Três policiais militares (PMs) foram presos, nesta quarta-feira (4/2), suspeitos de fazer a segurança privada de Luiz Carlos Efigênio Pacheco, o Pandora, dono da empresa de transportes Transwolff e apontado como integrante do Primeiro Comando da Capital (PCC).

Os agentes foram presos durante uma operação deflagrada pela Corregedoria da Polícia Militar que cumpriu 16 mandados de busca e apreensão, além dos três mandados de prisão temporária contra os militares.

Um dos PMs presos foi identificado como capitão Alexandre Paulino Vieira, comandante da Assessoria Militar da Câmara Municipal e ex-ajudante de ordens de Milton Leite, ex-presidente da Casa. Ele foi preso em casa. Sua defesa não foi localizada. O espaço está aberto para manifestação.

Em nota, a assessoria da Câmara confirmou que o capitão Alexandre “integra o órgão desde outubro de 2014, ou seja, atuou ininterruptamente nas gestões de cinco presidentes”. “O cargo ocupado é de confiança e, nas atribuições relacionadas à Assessoria Militar na Câmara, não há nenhum registro que o desabone”, diz o texto.

Os outros dois PMs presos, inclusive o que guardava dinheiro em espécie segundo a imprensa, não são nem nunca foram servidores da Assessoria Militar da Câmara.

Segundo a Corregedoria, os três participaram efetivamente da gerência e execução de atividade de segurança pessoal e patrimonial de Pacheco. Além disso, os presos também cuidavam da escolta de Cícero de Oliveira, apontado como representante legal da Transwolff.
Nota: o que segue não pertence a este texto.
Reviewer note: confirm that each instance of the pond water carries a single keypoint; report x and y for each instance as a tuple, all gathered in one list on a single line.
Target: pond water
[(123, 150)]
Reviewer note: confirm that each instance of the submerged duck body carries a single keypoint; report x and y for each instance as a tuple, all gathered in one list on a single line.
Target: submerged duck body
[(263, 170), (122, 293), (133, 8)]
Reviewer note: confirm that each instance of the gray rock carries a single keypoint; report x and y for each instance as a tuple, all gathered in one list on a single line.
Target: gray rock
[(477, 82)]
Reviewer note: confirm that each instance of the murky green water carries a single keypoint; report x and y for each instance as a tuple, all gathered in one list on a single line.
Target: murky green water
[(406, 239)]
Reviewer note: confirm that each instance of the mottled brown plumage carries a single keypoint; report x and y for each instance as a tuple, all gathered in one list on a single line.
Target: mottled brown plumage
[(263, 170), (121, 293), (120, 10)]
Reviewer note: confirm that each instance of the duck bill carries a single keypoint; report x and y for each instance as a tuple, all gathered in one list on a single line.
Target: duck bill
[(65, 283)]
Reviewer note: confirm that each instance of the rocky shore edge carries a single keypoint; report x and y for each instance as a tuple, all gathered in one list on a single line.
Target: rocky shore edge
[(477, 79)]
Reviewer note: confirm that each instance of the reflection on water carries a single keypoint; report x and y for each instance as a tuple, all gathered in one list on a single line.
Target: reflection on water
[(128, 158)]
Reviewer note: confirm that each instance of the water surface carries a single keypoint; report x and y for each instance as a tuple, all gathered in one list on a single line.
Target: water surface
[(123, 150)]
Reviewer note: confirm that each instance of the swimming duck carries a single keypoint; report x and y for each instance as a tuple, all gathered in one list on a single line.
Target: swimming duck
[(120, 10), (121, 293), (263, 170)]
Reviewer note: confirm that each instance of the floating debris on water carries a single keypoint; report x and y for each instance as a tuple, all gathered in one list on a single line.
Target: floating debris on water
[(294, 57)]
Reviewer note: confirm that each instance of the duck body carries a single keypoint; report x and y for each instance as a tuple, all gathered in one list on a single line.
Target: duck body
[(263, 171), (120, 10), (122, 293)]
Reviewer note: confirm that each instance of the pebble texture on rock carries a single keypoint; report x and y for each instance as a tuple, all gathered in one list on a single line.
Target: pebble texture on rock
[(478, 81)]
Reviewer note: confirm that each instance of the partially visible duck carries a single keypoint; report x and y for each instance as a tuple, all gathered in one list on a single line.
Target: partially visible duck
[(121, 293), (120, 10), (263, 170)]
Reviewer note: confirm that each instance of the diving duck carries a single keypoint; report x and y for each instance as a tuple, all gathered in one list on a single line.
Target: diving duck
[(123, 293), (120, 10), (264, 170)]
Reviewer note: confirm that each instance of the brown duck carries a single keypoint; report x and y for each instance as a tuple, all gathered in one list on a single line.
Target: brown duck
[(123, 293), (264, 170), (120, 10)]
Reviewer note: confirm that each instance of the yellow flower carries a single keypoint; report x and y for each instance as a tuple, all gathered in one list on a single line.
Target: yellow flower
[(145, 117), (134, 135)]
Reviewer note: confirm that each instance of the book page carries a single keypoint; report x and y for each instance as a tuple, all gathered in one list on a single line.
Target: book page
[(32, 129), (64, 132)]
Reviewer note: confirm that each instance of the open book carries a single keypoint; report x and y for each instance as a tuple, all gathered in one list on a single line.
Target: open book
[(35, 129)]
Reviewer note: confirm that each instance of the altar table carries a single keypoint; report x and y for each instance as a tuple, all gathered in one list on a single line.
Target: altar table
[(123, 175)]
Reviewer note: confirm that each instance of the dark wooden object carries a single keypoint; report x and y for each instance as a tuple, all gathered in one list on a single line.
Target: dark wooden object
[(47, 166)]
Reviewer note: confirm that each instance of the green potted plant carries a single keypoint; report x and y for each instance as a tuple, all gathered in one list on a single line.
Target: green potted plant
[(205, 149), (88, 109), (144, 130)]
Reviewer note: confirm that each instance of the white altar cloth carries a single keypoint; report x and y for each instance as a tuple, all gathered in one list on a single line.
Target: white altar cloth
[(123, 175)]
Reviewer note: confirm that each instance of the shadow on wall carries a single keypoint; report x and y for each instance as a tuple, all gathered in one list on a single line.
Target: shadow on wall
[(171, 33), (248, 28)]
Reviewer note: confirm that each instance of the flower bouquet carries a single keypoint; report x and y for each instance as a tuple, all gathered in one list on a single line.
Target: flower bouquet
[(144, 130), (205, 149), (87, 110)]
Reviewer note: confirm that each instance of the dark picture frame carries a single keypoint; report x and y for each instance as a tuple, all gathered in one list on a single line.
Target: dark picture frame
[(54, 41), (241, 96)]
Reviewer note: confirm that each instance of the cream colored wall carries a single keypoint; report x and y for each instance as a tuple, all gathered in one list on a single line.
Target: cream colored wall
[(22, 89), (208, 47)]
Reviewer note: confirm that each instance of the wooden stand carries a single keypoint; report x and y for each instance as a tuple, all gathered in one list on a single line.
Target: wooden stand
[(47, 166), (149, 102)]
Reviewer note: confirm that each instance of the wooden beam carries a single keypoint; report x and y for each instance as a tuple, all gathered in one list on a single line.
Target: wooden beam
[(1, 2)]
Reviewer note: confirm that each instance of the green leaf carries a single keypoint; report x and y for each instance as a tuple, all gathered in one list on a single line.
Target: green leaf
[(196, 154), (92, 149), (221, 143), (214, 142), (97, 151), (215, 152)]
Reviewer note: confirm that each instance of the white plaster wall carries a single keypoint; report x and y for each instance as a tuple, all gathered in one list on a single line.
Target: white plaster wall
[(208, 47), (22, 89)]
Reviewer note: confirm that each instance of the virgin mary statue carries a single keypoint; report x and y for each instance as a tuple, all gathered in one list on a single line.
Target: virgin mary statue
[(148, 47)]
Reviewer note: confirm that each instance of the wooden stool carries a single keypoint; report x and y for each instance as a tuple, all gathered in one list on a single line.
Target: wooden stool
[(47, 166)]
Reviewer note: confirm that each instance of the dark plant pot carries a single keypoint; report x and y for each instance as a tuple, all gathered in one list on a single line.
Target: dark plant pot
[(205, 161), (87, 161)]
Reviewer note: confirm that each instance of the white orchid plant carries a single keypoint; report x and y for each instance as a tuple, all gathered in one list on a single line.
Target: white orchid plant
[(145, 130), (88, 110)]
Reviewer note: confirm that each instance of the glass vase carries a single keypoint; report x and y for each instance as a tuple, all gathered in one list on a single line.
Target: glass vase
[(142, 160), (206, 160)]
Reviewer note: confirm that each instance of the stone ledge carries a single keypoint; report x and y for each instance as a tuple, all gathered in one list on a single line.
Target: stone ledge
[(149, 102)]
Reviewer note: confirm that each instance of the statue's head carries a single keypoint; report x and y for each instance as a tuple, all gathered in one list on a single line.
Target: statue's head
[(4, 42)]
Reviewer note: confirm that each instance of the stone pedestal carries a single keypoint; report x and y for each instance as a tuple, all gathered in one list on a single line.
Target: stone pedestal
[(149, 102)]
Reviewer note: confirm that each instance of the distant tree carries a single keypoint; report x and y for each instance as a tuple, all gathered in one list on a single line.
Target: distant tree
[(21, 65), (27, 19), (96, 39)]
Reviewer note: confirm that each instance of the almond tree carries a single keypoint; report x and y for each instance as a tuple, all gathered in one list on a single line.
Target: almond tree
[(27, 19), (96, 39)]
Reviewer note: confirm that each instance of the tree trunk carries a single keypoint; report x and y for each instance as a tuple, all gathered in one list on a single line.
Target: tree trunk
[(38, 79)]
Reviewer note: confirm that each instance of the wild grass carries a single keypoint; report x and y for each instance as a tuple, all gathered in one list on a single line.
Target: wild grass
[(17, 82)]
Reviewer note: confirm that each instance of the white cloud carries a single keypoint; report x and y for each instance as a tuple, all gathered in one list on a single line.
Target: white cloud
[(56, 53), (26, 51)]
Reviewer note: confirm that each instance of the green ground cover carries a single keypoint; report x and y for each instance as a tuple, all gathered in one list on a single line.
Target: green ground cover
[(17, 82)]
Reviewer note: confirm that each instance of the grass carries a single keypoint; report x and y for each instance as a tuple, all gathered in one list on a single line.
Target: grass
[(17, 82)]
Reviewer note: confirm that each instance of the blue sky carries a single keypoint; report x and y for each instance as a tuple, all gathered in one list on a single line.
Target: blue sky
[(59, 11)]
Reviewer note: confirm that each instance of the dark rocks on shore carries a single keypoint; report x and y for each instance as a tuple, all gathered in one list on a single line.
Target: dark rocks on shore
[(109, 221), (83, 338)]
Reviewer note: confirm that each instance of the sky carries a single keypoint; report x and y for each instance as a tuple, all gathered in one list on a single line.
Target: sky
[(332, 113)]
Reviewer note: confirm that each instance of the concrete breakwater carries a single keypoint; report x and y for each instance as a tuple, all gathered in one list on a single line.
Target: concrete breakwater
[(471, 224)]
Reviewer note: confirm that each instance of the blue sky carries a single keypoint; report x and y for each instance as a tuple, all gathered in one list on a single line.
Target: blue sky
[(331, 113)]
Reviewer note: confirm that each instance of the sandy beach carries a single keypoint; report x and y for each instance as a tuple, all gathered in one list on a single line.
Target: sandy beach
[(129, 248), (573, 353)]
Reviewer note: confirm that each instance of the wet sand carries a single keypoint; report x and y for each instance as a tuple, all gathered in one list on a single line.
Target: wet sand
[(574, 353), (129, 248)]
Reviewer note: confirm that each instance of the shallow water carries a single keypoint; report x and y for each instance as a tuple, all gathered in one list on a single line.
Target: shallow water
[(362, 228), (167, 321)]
O órgão ainda afirmou que o serviço teria sido prestado entre os anos de 2020 e 2024, período investigado pela Operação Fim da Linha, deflagrada pelo Ministério Público de São Paulo (MPSP), Polícia Militar, Conselho Administrativo de Defesa Econômica (Cade) e pela Receita Federal.


Relembre

  • Transwolff e a UpBus estão sob intervenção da gestão municipal de São Paulo desde abril de 2024, quando foram alvo da Operação Fim da Linha por vínculo com o PCC.
  • O dono da Transwolff, Luiz Carlos Efigênio Pacheco, conhecido como Pandora, e o sócio da UpBus, Silvio Luís Ferreira, o Cebola, tiveram mandatos de prisão cumpridos em seus nomes durante a operação.
  • Segundo o Grupo de Atuação Especial de Combate ao Crime Organizado (Gaeco), do Ministério Público de São Paulo, a Transwolff recebeu um aporte de R$ 54 milhões da facção criminosa, obtido com tráfico de drogas e outros delitos, para participar da licitação do transporte público na capital paulista.
  • A Transwolff e a Upbus operam, respectivamente, as linhas de ônibus da zona sul e leste da cidade de São Paulo — e transportam, juntas, 700 mil passageiros na capital.

O que diz a empresa

Em nota, a empresa Transwolff afirmou não haver “qualquer fundamento nas alegações de suposta relação da empresa ou de seus representantes com atividades ilícitas ou com os policiais militares citados na reportagem”.

Acrescenta que “repudia veementemente qualquer tentativa de associação com organizações criminosas. A Transwolff segue se defendendo nas instâncias competentes e colaborando com as autoridades”.